New Burger King features lots of new stuff and some familiar mistakes (sigh)

October 9, 2009 by Dave Haynes

 

Burger King has announced its new store formats. There’s a definite shift to digital in the new 20/20 format it expects all stores to slowly take on, but even with ALL the money that would have been spent and ALL the evidence out there now, it looks like some age-old goofiness persists.

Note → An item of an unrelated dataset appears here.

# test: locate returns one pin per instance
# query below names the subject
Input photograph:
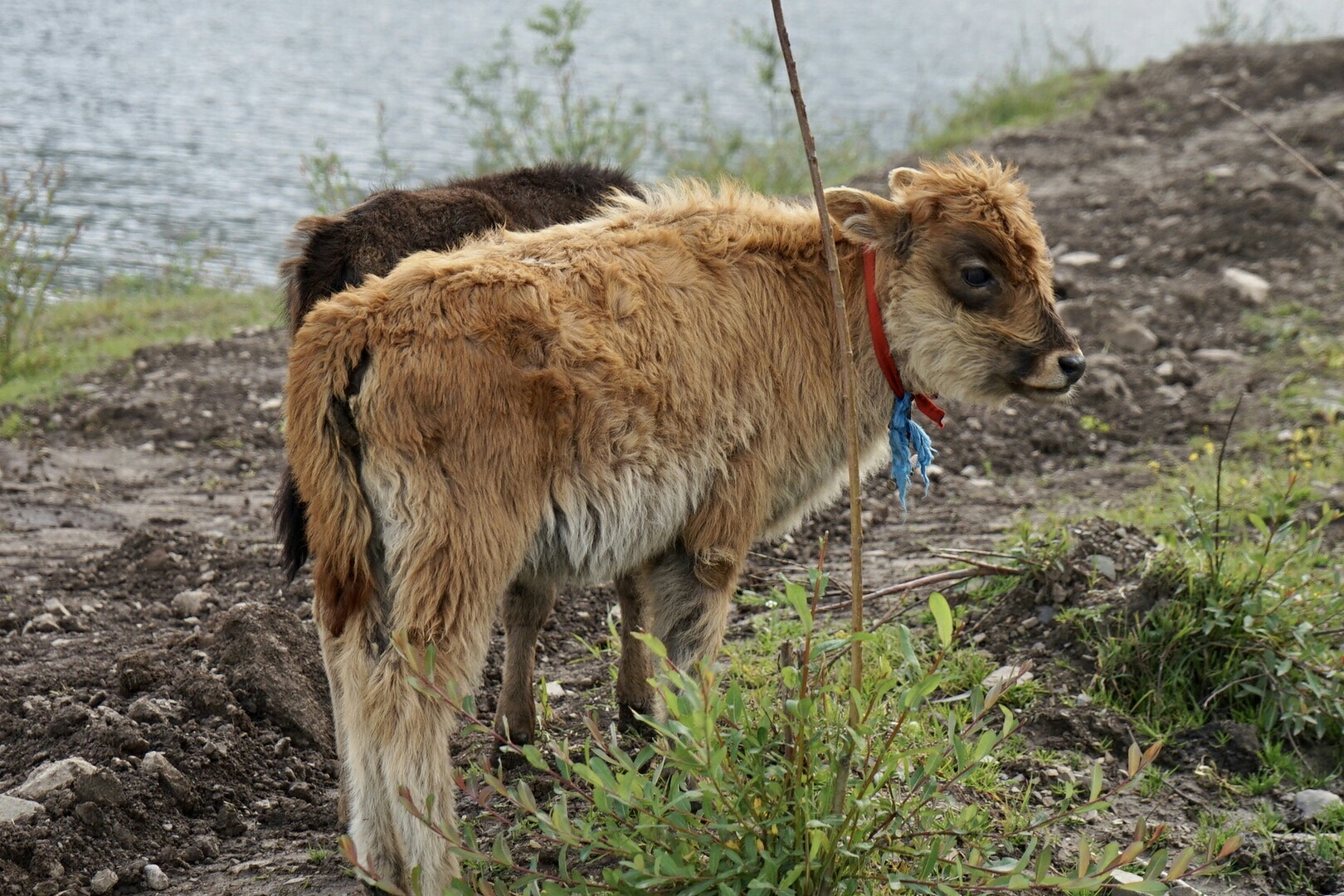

There are cool LCD screens embedded right at tables, and a screen in a lounge area. But unless the photos that were made available are terribly misleading, it looks like the the digital marketing screens are forlorn little things stuck up high and in a corner as after-thoughts. It is not clear, at all, whether the menu boards are digital, but the smaller screens certainly suggest they are not. Why else would they exist???

In a word: “Aaargh!”  

They’re too small. One is up higher than a basketball backboard. The other is parked off to the side, and in no way lined up with the natural sightlines of the cash line on the other end of the counter.

Nutty.  

I would love to get more detail but BK has not even posted its own news on its corporate website, so it’s very hard to tell what the mix really is. The revamp costs between $300K and $600K for store operators, and testing shows 12 to 15 point sales boosts. Based on the thin margins in the fast food business, that’s a LOT of Whoppers.

Hopefully, the menu boards are indeed LCDs and the ROI model was there. With 12,000 stores to cut over that would be 36,000 screens and a whole lot of software licenses for someone, and a good signal to the fast-food industry to start cutting over their own backlit sign menu boards to digital.